According to BW 166 LLC, a market research firm that provides insight into and analysis of the overall beverage alcohol trade, at $3.3 billion in wine sales the value of the U.S. domestic wine industry was unchanged from June 2017-2018 (California represents at least 90% of the U.S. wine industry). Another part of the analysis showed Direct-to-Consumer (DtC) sales over the same period at $132 million, a 12% increase .
Flatness in retail wine sales could be generational (Baby Boomers leaving and Millennials lacking funds), or it could be just a general pattern of business ebbing and flowing, but, as some have been suggesting, could it be cannabis?
In fact, the latest report from the cannabis delivery service company, Eaze indicates there may be reason to believe cannabis is not a threat to wine, at least not just yet.
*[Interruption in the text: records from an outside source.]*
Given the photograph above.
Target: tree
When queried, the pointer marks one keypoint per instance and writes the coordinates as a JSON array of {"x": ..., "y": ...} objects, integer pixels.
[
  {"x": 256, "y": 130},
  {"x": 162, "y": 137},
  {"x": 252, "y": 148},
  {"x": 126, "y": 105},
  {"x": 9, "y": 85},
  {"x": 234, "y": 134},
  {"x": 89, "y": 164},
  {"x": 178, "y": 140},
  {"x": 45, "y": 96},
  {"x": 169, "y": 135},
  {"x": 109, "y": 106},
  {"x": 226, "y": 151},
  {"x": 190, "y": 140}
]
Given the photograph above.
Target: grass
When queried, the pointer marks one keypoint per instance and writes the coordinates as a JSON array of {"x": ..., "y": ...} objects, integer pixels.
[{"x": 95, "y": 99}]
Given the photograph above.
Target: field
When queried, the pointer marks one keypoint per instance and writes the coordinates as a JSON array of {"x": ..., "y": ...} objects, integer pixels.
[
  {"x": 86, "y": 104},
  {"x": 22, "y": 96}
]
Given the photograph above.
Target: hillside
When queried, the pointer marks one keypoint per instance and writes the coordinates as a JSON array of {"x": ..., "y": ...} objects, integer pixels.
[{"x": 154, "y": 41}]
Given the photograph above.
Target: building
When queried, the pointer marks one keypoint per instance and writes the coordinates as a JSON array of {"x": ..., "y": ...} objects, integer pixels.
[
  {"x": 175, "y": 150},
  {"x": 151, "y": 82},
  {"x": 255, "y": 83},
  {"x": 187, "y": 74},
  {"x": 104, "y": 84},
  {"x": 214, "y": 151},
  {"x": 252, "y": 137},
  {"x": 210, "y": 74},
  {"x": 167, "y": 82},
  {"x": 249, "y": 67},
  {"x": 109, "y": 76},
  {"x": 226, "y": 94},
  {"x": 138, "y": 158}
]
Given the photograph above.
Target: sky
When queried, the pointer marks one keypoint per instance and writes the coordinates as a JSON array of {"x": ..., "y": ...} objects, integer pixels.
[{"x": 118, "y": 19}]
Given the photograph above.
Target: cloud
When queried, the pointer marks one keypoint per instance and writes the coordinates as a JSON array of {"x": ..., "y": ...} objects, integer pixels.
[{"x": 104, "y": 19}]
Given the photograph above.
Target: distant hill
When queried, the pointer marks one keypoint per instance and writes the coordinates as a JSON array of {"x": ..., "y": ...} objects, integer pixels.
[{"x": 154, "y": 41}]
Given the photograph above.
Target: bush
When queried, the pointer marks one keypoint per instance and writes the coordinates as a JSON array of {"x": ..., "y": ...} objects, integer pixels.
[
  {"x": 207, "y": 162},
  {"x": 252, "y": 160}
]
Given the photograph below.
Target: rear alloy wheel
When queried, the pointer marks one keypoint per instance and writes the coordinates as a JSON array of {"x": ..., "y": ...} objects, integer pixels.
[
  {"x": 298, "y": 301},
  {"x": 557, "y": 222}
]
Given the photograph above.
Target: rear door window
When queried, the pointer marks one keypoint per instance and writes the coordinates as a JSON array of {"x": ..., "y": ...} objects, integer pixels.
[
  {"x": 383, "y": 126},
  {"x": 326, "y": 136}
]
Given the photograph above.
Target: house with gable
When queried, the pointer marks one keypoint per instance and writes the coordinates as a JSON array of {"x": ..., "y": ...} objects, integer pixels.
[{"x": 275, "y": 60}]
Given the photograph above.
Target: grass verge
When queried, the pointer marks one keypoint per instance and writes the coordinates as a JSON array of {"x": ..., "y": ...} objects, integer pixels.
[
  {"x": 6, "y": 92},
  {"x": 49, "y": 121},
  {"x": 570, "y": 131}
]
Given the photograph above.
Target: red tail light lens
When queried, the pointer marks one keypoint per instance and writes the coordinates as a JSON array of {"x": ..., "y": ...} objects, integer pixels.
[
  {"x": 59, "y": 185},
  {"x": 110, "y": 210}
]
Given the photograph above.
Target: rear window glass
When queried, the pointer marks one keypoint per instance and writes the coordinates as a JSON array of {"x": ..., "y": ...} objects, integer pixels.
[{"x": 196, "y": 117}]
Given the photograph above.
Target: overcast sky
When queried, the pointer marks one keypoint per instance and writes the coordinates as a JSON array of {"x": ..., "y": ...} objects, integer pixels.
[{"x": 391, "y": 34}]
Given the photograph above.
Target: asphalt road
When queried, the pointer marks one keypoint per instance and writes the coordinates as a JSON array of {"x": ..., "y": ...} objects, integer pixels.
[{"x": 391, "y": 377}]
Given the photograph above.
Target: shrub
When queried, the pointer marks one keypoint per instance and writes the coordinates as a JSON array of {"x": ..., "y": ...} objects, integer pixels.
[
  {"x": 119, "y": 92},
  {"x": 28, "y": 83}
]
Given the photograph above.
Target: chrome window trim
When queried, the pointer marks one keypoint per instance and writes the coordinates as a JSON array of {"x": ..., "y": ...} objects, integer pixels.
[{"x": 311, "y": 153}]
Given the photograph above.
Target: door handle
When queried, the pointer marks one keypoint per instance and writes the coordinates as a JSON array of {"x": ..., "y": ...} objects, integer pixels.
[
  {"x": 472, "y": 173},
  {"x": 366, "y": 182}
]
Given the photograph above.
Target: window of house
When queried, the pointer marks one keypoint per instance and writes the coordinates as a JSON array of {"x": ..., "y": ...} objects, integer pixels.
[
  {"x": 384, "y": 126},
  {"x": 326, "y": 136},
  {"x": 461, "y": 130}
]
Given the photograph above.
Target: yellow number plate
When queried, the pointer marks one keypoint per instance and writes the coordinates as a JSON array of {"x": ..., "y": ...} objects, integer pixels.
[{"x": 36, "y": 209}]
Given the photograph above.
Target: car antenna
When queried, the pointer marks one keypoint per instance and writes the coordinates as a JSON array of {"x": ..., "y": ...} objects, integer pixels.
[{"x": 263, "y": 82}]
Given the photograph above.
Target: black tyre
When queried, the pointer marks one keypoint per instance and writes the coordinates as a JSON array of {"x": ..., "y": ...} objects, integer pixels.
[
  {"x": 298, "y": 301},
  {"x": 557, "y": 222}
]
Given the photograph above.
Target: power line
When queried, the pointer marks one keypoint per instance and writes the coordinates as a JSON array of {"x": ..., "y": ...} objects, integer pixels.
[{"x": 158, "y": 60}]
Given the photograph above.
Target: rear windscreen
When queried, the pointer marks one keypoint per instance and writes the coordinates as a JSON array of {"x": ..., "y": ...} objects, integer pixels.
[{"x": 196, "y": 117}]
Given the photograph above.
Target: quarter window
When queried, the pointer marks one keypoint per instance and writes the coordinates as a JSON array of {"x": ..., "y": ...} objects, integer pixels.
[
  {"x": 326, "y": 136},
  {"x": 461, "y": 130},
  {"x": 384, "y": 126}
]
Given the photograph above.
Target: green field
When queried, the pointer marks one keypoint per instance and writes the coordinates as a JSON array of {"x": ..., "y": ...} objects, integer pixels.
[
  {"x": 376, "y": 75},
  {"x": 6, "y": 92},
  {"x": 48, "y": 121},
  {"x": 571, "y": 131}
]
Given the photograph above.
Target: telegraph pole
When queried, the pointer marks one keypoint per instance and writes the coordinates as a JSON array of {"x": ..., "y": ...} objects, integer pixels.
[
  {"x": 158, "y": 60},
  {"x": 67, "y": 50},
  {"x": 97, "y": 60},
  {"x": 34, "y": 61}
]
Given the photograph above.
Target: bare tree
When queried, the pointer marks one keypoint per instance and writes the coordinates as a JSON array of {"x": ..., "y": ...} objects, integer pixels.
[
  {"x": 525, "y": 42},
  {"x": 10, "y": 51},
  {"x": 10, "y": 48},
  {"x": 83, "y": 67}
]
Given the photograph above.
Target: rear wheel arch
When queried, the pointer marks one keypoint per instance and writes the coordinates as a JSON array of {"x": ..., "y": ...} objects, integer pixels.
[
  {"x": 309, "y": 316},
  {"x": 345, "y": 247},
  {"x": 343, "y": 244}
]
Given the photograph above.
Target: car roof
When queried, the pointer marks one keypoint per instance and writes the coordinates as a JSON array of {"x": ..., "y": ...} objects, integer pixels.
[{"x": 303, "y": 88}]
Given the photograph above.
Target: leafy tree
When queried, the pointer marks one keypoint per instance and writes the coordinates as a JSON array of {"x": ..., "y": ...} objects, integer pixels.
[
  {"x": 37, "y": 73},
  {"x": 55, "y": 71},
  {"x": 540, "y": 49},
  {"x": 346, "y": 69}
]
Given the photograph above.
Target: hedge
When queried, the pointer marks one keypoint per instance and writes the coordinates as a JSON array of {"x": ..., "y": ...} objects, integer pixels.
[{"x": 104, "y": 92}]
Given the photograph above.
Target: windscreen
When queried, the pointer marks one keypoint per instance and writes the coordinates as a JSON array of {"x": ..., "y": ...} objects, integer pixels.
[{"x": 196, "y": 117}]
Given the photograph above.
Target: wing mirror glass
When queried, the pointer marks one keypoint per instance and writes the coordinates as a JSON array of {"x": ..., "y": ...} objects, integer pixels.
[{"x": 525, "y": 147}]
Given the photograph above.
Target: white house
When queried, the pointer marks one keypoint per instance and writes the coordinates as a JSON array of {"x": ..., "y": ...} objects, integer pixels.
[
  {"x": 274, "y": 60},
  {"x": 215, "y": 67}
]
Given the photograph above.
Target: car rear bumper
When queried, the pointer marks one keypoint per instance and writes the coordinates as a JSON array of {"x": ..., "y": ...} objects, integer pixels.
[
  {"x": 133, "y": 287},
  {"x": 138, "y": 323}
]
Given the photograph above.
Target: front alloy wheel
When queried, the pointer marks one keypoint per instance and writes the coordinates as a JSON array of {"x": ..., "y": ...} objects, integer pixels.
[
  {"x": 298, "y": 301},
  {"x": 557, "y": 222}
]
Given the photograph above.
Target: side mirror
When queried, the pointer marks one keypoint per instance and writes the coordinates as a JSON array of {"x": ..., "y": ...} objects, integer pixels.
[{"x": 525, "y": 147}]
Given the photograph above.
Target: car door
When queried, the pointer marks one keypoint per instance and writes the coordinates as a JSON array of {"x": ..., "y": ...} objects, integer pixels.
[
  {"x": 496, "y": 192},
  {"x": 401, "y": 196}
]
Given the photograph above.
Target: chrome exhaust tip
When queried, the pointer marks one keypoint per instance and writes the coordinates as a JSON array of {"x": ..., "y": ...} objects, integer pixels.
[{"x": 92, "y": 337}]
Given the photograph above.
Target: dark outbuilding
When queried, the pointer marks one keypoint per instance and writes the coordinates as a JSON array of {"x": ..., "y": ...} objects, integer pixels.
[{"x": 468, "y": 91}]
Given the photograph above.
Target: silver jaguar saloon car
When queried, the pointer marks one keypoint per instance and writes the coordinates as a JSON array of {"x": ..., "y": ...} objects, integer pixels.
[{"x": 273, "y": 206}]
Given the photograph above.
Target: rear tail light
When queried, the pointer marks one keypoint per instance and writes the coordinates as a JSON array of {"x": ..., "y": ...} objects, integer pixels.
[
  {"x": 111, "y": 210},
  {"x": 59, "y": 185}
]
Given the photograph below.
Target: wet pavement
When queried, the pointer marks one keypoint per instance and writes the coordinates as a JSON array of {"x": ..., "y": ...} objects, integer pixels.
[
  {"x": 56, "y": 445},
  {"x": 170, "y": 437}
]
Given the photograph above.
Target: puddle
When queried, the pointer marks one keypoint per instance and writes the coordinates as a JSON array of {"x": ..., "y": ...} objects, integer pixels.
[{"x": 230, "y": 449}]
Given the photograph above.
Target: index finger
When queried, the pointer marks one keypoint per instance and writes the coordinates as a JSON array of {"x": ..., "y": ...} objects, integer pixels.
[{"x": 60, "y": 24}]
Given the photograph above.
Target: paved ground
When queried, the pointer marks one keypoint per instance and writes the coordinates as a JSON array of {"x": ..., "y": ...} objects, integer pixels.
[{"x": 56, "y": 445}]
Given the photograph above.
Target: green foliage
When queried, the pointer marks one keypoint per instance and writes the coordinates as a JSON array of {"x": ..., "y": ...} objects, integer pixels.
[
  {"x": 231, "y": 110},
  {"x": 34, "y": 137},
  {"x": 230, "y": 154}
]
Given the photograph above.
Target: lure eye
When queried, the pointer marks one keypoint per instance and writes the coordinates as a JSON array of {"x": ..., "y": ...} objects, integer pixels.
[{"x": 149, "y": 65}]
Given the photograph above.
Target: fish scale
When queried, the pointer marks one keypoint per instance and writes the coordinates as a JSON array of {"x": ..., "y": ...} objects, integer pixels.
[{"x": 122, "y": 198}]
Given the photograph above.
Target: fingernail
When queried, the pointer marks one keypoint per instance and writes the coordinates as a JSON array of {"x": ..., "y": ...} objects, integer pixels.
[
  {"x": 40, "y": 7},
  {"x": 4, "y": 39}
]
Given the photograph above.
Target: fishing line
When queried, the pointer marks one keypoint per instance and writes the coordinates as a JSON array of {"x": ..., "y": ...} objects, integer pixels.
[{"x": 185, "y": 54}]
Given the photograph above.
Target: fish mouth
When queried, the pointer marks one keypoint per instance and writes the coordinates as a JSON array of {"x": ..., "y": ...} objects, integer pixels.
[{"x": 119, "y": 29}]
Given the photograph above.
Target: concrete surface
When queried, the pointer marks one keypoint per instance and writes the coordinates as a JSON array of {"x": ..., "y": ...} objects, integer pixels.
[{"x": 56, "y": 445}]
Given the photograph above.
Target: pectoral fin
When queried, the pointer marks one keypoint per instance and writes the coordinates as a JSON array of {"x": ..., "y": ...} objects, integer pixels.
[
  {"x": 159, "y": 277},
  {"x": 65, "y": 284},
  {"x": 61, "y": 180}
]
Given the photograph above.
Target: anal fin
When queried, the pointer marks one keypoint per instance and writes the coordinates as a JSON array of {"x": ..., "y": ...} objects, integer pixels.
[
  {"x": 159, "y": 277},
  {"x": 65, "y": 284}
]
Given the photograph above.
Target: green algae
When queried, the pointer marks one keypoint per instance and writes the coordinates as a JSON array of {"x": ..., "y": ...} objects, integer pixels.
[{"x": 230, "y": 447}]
The report is based on path-to-purchase research conducted by Marketview Research online, which surveyed a random sample of 1,500 California and Colorado resident males and females 21 and over who have used cannabis in the past 30 days (a survey was also conducted among a separate sample of adults made up entirely of Eaze customers).
In its report regarding the survey, Eaze cites a May 2018 New Frontier data report: “California’s legal adult use cannabis market — the world’s largest — is eight months old, but first quarter sales and tax revenues were lower than forecast.”
Based on tax revenues from cannabis, New Frontier reduced California cannabis 2018 sales projections from $3.8 billion to $1.9 billion, and instead of a previously projected $6.7 billion by 2025, the new figure for seven years hence is $4.72 billion in legal sales.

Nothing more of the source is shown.